À ces mots, le chasseur de bisons déliait le nœud qui s’attachait au collier d’Oso.

« Pille, Oso, pille, mon brave ! » continua Encinas en faisant de nouveau flairer au chien le chapeau de Fabian ; puis il le lâcha.

Le vaillant dogue sembla, cette fois encore, comprendre la volonté de son maître, qui comptait plus encore sur son instinct que sur sa bravoure, et, au lieu de s’élancer en aboyant avec fureur, il s’élança silencieusement à travers les buissons.

« Nous le suivrons, Pepe, s’écria le Canadien ; il ne sera pas dit qu’un animal sera moins prudent qu’un père qui cherche son fils et qu’un ami qui cherche son ami. »

L’Espagnol ne se le fit pas répéter, et les deux chasseurs se mirent avec précaution à la piste du chien.
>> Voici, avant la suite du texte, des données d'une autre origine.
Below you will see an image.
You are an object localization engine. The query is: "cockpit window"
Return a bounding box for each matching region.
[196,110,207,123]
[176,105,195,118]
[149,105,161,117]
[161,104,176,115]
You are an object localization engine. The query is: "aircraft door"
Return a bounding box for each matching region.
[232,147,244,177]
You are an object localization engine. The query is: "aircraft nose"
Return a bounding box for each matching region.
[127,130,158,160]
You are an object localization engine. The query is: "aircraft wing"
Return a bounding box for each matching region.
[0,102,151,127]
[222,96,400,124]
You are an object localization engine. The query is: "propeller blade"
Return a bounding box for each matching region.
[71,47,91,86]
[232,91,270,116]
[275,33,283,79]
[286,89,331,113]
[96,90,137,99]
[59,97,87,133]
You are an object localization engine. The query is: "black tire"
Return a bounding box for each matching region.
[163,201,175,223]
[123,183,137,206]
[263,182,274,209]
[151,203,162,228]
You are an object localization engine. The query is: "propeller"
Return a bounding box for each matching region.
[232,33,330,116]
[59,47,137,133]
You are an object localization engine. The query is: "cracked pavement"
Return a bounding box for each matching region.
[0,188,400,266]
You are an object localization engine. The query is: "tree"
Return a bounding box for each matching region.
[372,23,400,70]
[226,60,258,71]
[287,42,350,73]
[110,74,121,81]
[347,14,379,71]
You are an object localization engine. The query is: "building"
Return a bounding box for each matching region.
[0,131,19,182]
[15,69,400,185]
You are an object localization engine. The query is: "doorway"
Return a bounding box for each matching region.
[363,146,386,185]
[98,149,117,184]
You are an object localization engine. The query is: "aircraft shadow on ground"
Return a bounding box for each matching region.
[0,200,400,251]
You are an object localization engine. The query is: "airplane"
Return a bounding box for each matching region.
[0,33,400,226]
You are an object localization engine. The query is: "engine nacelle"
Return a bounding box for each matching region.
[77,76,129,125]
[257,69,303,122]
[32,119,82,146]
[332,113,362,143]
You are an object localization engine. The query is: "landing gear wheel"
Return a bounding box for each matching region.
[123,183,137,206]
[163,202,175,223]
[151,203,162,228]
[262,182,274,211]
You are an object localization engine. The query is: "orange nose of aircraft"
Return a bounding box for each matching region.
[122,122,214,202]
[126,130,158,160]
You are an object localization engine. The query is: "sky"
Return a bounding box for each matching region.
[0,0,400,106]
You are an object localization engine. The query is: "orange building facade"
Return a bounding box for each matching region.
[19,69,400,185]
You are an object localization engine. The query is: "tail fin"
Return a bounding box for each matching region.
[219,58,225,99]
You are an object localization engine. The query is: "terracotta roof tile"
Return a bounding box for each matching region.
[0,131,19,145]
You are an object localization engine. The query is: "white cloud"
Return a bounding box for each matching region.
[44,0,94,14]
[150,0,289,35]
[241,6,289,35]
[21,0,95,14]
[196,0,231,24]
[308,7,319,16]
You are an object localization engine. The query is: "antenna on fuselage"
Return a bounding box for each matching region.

Mais Oso sembla bientôt et évidemment en défaut. Il quêtait en vain dans les touffes d’herbes des émanations semblables à celles qu’il venait de flairer, et les deux chasseurs le virent tout à coup de loin faire un détour et sortir du fourré où il s’était engagé.

« Croyez-vous qu’il ait compris ce qu’on attend de lui ? demanda le Canadien bas à Pepe.

– Sans doute ; ce n’est certainement pas de ce côté que Fabian est entré dans le bois avec les Indiens, et le dogue va tout naturellement remonter à l’origine de la piste qu’il suit. »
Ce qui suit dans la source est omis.